Lack of interaction between prostaglandin E 2 receptor subtypes in regulating adenylyl cyclase activity in cultured rat dorsal root ganglion cells

Abstract

The hyperalgesic response to prostaglandin E 2 (PGE 2) is thought to be mediated by activation of the cAMP/protein kinase A pathway in primary sensory neurones. The aim of this study was to investigate the relative contribution of different PGE 2 (EP) receptor subtypes to the overall activity of adenylyl cyclase in adult rat isolated dorsal root ganglion (DRG) cells, in vitro.

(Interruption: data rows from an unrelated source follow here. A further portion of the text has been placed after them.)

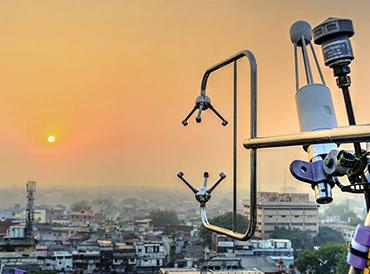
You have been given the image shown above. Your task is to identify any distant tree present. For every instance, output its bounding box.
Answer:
[270,227,314,252]
[199,212,248,246]
[297,243,348,274]
[149,210,179,227]
[313,227,344,245]
[71,200,91,211]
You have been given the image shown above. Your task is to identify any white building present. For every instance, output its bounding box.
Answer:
[135,241,167,267]
[53,251,73,271]
[244,192,319,239]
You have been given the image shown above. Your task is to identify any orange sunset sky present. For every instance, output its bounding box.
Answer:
[0,0,370,194]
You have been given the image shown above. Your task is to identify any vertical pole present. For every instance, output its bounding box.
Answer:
[294,44,299,92]
[233,61,238,232]
[302,35,313,84]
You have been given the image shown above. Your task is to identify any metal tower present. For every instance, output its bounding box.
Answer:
[25,181,36,238]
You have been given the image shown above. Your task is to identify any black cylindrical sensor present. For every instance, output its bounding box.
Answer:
[312,17,354,68]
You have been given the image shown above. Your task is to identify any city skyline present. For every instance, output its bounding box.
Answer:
[0,1,370,195]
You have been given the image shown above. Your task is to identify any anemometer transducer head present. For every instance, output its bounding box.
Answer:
[178,18,370,244]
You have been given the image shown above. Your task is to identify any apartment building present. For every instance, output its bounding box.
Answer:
[243,192,319,239]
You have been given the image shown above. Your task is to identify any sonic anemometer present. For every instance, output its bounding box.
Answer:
[178,18,370,273]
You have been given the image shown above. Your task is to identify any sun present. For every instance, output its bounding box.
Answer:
[48,135,55,144]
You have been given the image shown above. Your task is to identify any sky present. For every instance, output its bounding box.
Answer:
[0,0,370,196]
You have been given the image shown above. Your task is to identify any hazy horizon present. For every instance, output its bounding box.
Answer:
[0,0,370,201]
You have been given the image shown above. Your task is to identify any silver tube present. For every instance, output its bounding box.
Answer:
[294,44,299,92]
[201,50,257,241]
[348,211,370,274]
[302,35,313,84]
[310,41,326,85]
[244,125,370,149]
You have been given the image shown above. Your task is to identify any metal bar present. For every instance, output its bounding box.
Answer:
[200,50,257,95]
[244,125,370,149]
[301,35,313,84]
[294,44,299,92]
[348,212,370,274]
[200,50,257,241]
[233,61,238,232]
[310,41,326,85]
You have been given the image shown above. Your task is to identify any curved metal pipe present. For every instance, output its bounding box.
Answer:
[200,50,257,241]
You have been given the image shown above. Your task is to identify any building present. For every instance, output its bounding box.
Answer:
[243,192,319,239]
[135,241,167,273]
[212,234,294,267]
[159,268,263,274]
[53,251,73,272]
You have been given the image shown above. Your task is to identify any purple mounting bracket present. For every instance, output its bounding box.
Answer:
[289,160,329,184]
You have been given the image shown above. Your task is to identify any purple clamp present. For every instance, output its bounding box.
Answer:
[347,252,367,269]
[353,225,370,247]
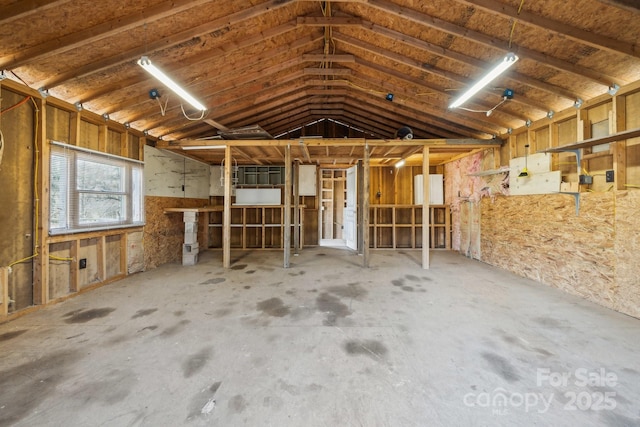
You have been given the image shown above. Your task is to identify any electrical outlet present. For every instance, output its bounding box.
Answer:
[604,171,615,182]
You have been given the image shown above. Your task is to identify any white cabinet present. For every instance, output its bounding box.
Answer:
[413,174,444,205]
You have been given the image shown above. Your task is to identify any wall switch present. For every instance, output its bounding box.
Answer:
[580,175,593,185]
[604,171,615,182]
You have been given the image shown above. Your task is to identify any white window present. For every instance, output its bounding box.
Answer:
[49,141,144,234]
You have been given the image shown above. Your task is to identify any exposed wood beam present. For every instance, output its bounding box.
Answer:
[367,0,626,87]
[43,0,295,89]
[0,0,67,23]
[304,68,351,76]
[302,53,356,62]
[0,0,215,69]
[79,22,308,102]
[333,33,549,112]
[356,16,588,101]
[457,0,640,59]
[592,0,640,14]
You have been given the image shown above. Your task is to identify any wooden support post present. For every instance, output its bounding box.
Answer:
[293,161,300,255]
[222,145,233,268]
[33,99,50,305]
[69,239,80,292]
[97,236,107,282]
[609,96,627,190]
[422,145,431,270]
[0,267,9,316]
[120,232,129,276]
[362,144,369,268]
[283,145,291,268]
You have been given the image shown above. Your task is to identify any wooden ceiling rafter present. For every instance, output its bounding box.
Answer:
[0,0,211,69]
[352,15,587,101]
[334,33,549,112]
[76,22,312,108]
[456,0,640,59]
[41,0,295,89]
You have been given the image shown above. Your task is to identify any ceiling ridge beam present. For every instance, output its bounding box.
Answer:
[333,33,549,112]
[43,0,295,89]
[0,0,215,69]
[456,0,640,58]
[350,14,587,101]
[367,0,627,87]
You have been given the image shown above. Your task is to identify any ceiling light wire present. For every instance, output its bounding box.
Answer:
[509,0,524,49]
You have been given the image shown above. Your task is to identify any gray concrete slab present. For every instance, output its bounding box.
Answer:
[0,248,640,427]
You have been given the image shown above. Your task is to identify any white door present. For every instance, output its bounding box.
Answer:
[344,166,358,250]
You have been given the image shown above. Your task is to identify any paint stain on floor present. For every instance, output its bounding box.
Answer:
[256,298,291,317]
[64,307,116,323]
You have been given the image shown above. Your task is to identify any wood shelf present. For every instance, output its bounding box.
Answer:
[369,205,451,249]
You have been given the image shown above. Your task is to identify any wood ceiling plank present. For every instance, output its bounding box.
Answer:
[0,0,68,23]
[296,16,362,27]
[456,0,640,59]
[367,0,626,87]
[76,22,306,102]
[333,33,549,112]
[0,0,211,69]
[363,16,588,101]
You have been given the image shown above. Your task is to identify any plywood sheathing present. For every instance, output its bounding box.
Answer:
[481,192,640,317]
[144,196,208,270]
[613,190,640,317]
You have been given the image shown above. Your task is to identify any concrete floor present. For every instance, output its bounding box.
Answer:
[0,248,640,427]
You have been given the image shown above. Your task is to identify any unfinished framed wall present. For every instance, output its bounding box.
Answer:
[0,82,144,320]
[445,84,640,317]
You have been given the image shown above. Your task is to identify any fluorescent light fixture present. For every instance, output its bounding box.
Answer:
[182,145,227,150]
[138,56,207,111]
[449,53,519,108]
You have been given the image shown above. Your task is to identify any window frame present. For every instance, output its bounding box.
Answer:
[49,141,145,236]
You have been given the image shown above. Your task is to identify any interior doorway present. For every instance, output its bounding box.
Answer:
[318,166,358,250]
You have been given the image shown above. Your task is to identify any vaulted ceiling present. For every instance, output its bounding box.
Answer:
[0,0,640,164]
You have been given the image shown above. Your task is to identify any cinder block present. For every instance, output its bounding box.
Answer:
[182,243,199,255]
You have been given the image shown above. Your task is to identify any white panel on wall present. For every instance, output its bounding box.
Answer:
[509,153,562,196]
[298,165,317,196]
[234,188,282,205]
[209,166,224,196]
[144,145,210,199]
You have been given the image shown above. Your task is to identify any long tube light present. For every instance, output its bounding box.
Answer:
[138,56,207,111]
[449,53,519,108]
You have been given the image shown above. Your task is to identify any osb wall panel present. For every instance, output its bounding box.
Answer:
[444,149,508,254]
[127,231,144,274]
[144,196,208,270]
[481,192,640,317]
[613,190,640,317]
[104,236,123,280]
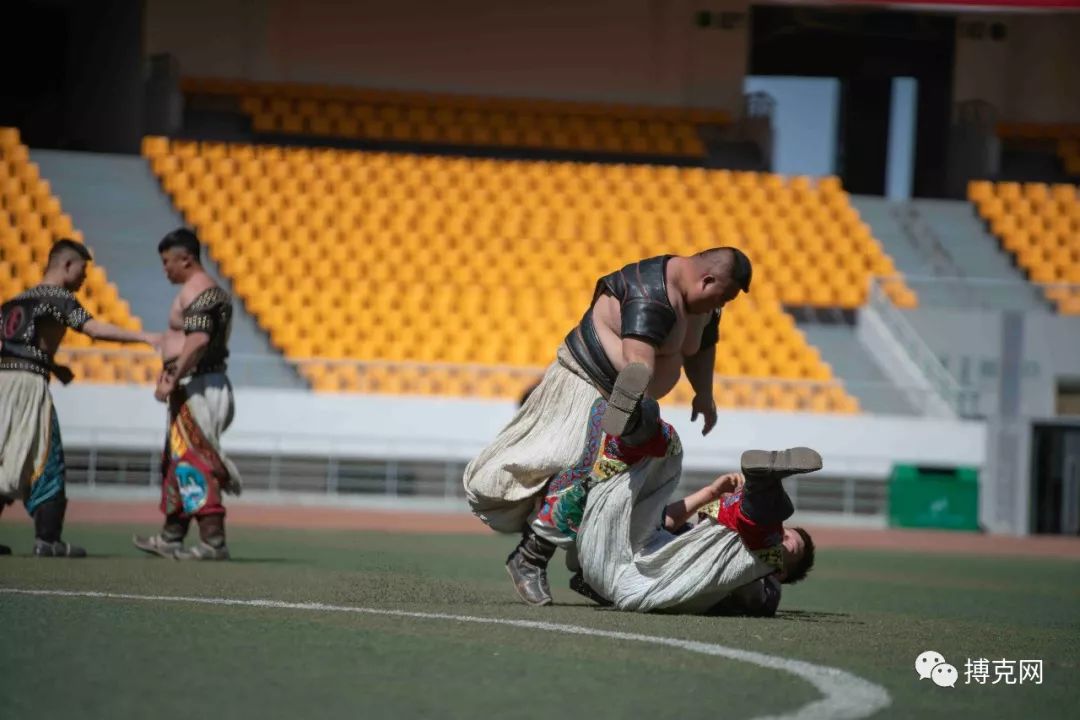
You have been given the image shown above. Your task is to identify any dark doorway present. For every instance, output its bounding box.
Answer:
[1031,423,1080,535]
[748,5,956,198]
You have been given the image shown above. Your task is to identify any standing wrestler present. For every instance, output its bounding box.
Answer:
[464,247,752,606]
[0,240,161,557]
[134,228,240,560]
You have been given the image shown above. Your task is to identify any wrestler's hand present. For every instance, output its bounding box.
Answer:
[53,365,75,385]
[690,395,716,435]
[708,473,746,500]
[153,372,176,403]
[143,332,165,353]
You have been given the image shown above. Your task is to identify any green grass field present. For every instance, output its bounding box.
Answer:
[0,524,1080,720]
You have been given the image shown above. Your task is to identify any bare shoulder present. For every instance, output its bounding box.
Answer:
[178,272,218,308]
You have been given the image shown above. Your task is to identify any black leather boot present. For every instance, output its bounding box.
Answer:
[507,527,555,606]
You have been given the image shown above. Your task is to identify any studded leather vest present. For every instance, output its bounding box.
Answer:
[0,285,91,378]
[184,287,232,375]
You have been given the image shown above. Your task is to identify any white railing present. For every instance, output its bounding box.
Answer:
[866,277,978,418]
[50,348,946,415]
[66,445,887,517]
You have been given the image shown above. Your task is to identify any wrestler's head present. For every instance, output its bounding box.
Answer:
[45,237,91,293]
[684,247,754,314]
[158,228,202,285]
[779,528,813,585]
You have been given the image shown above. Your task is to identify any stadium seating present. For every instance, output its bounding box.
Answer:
[144,138,916,411]
[183,79,728,158]
[0,127,161,382]
[968,180,1080,315]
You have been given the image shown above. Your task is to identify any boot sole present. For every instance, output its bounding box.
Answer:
[132,541,176,560]
[507,566,552,608]
[600,363,652,437]
[740,447,822,475]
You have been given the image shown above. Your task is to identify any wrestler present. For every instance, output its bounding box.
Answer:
[0,239,161,557]
[464,247,752,606]
[134,228,241,560]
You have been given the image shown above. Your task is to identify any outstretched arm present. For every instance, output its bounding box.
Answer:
[622,337,657,381]
[664,473,746,531]
[153,332,210,403]
[79,318,161,348]
[683,345,716,435]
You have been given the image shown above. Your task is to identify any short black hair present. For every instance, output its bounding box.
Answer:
[698,245,754,293]
[158,228,202,261]
[48,237,92,268]
[783,528,813,585]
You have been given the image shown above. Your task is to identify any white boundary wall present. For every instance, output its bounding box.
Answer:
[53,384,986,478]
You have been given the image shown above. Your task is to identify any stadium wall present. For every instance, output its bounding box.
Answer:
[953,14,1080,124]
[907,308,1080,418]
[145,0,750,111]
[54,384,986,478]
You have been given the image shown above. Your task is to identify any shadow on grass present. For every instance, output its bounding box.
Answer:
[221,557,308,565]
[777,610,866,625]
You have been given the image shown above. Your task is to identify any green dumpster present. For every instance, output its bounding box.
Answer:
[889,465,978,530]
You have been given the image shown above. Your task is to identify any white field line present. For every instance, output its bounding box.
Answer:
[0,587,892,720]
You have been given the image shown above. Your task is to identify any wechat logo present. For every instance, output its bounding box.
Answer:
[915,650,960,688]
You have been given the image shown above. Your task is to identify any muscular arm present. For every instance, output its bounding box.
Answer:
[683,345,716,397]
[79,318,160,345]
[664,486,719,532]
[622,338,657,381]
[664,473,746,531]
[164,332,210,379]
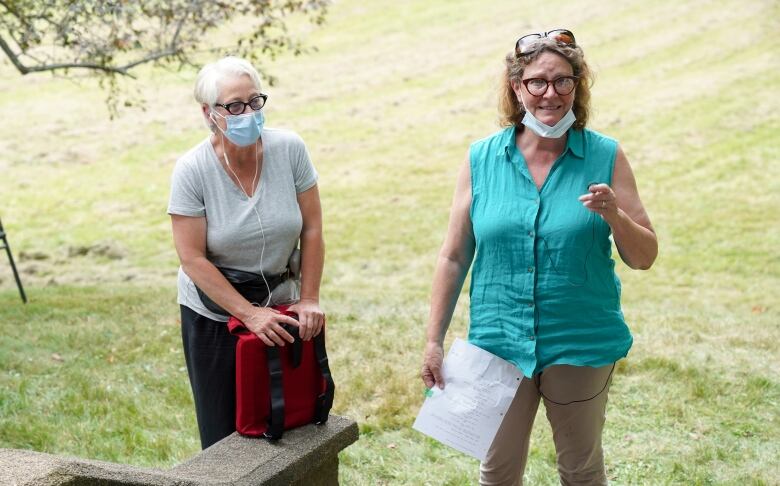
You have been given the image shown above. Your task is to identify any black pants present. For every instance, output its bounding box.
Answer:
[180,305,237,449]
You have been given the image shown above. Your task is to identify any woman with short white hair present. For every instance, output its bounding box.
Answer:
[168,57,325,449]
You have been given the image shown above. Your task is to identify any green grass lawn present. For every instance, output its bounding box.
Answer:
[0,0,780,485]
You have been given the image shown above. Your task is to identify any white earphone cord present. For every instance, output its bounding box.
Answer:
[220,137,271,307]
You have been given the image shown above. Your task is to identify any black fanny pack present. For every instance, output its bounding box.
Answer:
[195,267,289,316]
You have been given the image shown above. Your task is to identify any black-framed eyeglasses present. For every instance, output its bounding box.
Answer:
[515,29,577,56]
[522,76,580,96]
[214,93,268,115]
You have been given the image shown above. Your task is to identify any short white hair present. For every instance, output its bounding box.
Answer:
[194,56,260,106]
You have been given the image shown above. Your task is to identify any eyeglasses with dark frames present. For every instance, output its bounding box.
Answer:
[214,93,268,115]
[522,76,580,96]
[515,29,577,56]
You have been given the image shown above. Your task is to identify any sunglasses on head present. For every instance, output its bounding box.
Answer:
[515,29,577,56]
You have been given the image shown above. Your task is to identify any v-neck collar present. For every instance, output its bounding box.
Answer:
[206,137,265,201]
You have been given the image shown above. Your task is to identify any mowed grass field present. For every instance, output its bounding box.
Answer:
[0,0,780,485]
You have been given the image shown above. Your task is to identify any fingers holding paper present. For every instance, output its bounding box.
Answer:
[420,343,444,390]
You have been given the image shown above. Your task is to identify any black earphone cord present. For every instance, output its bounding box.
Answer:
[533,362,617,405]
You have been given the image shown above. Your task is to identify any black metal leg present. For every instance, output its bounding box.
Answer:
[3,238,27,304]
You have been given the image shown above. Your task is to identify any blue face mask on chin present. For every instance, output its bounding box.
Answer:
[522,109,577,138]
[211,110,265,147]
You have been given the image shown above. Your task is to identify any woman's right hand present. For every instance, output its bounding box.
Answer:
[420,342,444,390]
[244,307,300,346]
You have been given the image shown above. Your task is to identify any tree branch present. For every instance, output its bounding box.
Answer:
[0,33,30,75]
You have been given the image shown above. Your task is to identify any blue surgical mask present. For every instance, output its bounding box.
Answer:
[522,109,577,138]
[212,110,265,147]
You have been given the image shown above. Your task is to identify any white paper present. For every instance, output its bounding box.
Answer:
[413,339,523,461]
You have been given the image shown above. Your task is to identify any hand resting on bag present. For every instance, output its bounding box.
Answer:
[288,299,325,341]
[244,307,302,346]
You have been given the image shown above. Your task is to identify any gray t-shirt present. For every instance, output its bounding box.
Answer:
[168,128,317,321]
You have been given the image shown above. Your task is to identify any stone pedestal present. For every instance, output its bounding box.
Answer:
[0,415,358,486]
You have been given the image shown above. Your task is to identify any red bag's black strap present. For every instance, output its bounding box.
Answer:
[314,327,336,424]
[263,346,284,440]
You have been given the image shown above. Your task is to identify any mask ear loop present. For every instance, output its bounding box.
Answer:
[217,132,271,307]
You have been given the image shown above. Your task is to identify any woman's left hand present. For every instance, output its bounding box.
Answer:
[579,184,618,220]
[288,299,325,341]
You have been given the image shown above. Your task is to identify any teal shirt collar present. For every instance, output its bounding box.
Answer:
[496,126,585,161]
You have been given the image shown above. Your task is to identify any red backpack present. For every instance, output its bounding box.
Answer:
[228,306,335,440]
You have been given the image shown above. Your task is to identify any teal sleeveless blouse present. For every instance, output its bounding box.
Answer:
[469,127,633,378]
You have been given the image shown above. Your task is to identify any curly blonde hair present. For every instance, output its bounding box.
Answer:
[498,38,593,129]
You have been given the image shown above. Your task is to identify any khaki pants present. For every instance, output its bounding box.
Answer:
[479,365,613,486]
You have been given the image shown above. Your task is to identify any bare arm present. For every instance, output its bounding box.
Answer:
[580,147,658,270]
[290,184,325,340]
[171,215,298,346]
[422,156,475,388]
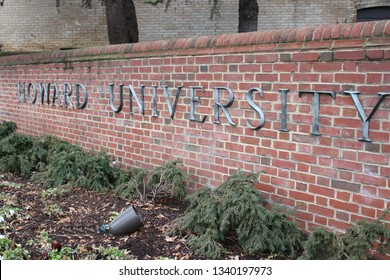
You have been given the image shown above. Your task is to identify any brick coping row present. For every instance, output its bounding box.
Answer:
[0,20,390,66]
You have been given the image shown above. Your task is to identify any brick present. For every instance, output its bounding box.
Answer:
[334,50,366,60]
[329,199,359,213]
[352,194,385,208]
[289,190,314,202]
[291,52,320,61]
[331,179,360,193]
[309,204,335,218]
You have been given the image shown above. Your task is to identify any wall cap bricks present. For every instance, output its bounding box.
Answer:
[0,21,390,66]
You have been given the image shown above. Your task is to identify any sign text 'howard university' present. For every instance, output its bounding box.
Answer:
[18,82,390,142]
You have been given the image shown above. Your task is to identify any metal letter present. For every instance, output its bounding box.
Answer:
[109,84,123,113]
[214,87,237,126]
[162,85,183,119]
[39,83,50,104]
[51,84,62,107]
[64,83,73,108]
[190,86,206,122]
[27,83,38,104]
[18,82,26,103]
[299,90,336,136]
[279,88,290,132]
[76,84,88,109]
[129,85,145,115]
[245,88,265,130]
[152,85,159,118]
[344,91,390,142]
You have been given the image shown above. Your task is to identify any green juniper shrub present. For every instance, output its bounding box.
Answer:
[114,168,146,200]
[32,145,115,192]
[300,227,342,260]
[170,172,303,258]
[146,160,189,201]
[301,218,390,260]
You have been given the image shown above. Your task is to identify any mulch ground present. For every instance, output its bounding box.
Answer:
[0,174,253,260]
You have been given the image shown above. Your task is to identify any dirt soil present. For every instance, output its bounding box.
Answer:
[0,174,253,259]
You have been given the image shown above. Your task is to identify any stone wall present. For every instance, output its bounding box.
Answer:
[0,0,380,51]
[0,21,390,230]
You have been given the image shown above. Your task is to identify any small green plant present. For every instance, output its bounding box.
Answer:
[0,181,23,189]
[0,205,20,218]
[27,231,53,254]
[170,172,303,259]
[43,204,64,217]
[47,247,79,260]
[108,211,119,222]
[98,246,134,260]
[0,236,15,255]
[2,247,31,260]
[41,187,71,200]
[301,219,390,260]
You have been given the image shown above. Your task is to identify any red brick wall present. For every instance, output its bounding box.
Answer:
[0,21,390,233]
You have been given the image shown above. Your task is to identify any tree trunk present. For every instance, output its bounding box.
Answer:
[238,0,259,32]
[106,0,138,44]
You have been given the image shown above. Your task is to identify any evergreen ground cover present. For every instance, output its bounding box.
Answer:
[0,122,390,259]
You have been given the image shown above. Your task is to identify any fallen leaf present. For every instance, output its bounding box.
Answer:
[156,214,167,220]
[58,216,70,224]
[165,236,177,242]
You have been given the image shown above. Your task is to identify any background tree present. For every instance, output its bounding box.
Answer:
[145,0,259,32]
[106,0,138,44]
[238,0,259,32]
[45,0,259,44]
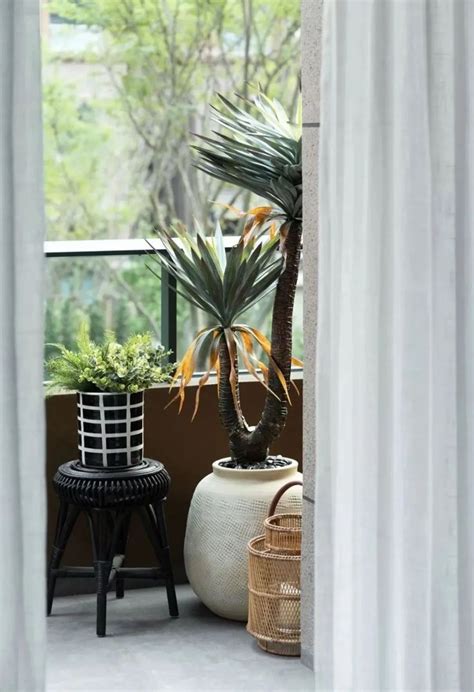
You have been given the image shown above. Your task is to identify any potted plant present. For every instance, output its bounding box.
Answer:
[48,326,174,469]
[152,94,302,620]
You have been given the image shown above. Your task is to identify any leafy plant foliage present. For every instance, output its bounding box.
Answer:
[48,326,174,393]
[150,222,292,417]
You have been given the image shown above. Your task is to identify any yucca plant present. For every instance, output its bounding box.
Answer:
[150,88,302,466]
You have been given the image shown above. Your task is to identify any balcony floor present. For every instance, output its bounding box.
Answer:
[47,586,314,692]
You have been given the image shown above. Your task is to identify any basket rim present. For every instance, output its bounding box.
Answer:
[247,535,301,562]
[247,584,301,601]
[264,514,301,533]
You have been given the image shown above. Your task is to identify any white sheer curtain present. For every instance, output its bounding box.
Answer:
[0,0,46,692]
[315,0,474,692]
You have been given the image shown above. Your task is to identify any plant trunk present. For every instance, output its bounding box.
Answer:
[219,221,302,466]
[218,337,268,466]
[252,221,302,455]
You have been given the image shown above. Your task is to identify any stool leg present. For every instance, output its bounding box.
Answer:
[140,501,179,617]
[115,512,131,598]
[88,509,112,637]
[46,500,80,615]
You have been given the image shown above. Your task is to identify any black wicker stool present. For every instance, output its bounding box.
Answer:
[48,459,179,637]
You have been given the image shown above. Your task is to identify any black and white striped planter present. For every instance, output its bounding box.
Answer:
[77,392,144,468]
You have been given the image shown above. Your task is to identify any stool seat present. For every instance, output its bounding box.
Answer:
[47,459,179,637]
[53,459,170,509]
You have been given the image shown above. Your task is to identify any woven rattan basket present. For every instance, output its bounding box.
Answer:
[247,481,302,656]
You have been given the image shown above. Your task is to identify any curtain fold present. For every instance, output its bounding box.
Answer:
[315,0,474,692]
[0,0,46,692]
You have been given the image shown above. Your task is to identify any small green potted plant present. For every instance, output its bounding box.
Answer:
[48,326,174,468]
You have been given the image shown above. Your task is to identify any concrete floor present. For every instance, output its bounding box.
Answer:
[47,586,314,692]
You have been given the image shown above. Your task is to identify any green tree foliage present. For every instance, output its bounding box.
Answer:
[43,0,299,362]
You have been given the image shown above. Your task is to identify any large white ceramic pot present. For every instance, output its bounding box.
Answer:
[184,459,302,621]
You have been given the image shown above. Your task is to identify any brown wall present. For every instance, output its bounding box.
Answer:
[46,382,302,593]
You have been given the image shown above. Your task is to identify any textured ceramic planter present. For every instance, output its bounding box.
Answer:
[184,459,302,621]
[77,392,143,468]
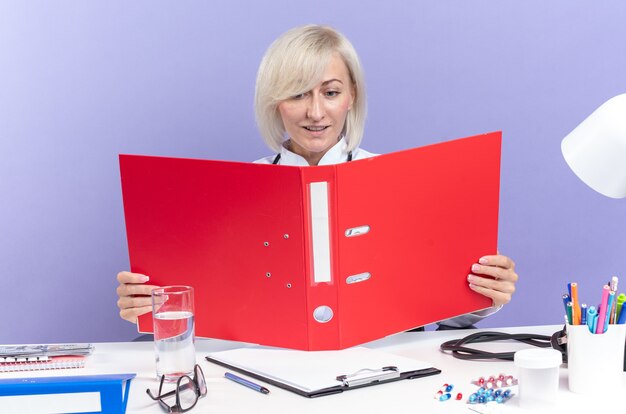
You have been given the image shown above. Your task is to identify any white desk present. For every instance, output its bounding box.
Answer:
[0,325,626,414]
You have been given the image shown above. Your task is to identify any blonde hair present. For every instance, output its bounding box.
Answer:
[254,25,367,152]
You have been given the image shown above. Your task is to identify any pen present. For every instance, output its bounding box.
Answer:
[570,282,580,325]
[587,306,598,333]
[565,302,574,325]
[602,291,615,332]
[609,276,619,323]
[580,303,587,325]
[617,306,626,325]
[615,293,626,323]
[224,372,270,394]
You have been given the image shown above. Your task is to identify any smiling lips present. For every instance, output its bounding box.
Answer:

PGE 2 and the prostanoid EP 4 receptor agonist ONO-AE1-329 increased [ 3H]cAMP production with EC 50 values of 500 nM and 70 nM, respectively, and showed similar efficacies. No combination of prostanoid EP 1, EP 2, EP 3 or EP 4 receptor selective agonists produced synergistic increases in [ 3H]cAMP. The prostacyclin mimetic cicaprost increased [ 3H]cAMP production with an EC 50 value of 42 nM and produced a significantly greater maximal response compared with PGE 2. No evidence for prostanoid EP 3 receptor-dependent inhibition of adenylyl cyclase activity could be obtained to account for the relatively weak effect of PGE 2 compared with prostacyclin receptor agonists. Interestingly, sulprostone (prostanoid EP 3/EP 1 receptor agonist) caused a Rho-kinase-dependent retraction of neurites, suggesting an alternative role for prostanoid EP 3 receptors in DRG cells. In conclusion, PGE 2 mediated increases in adenylyl cyclase activity in primary sensory neurones is likely to be mediated by activation of prostanoid EP 4 receptors, and is not under inhibitory control by prostanoid EP 3 receptors.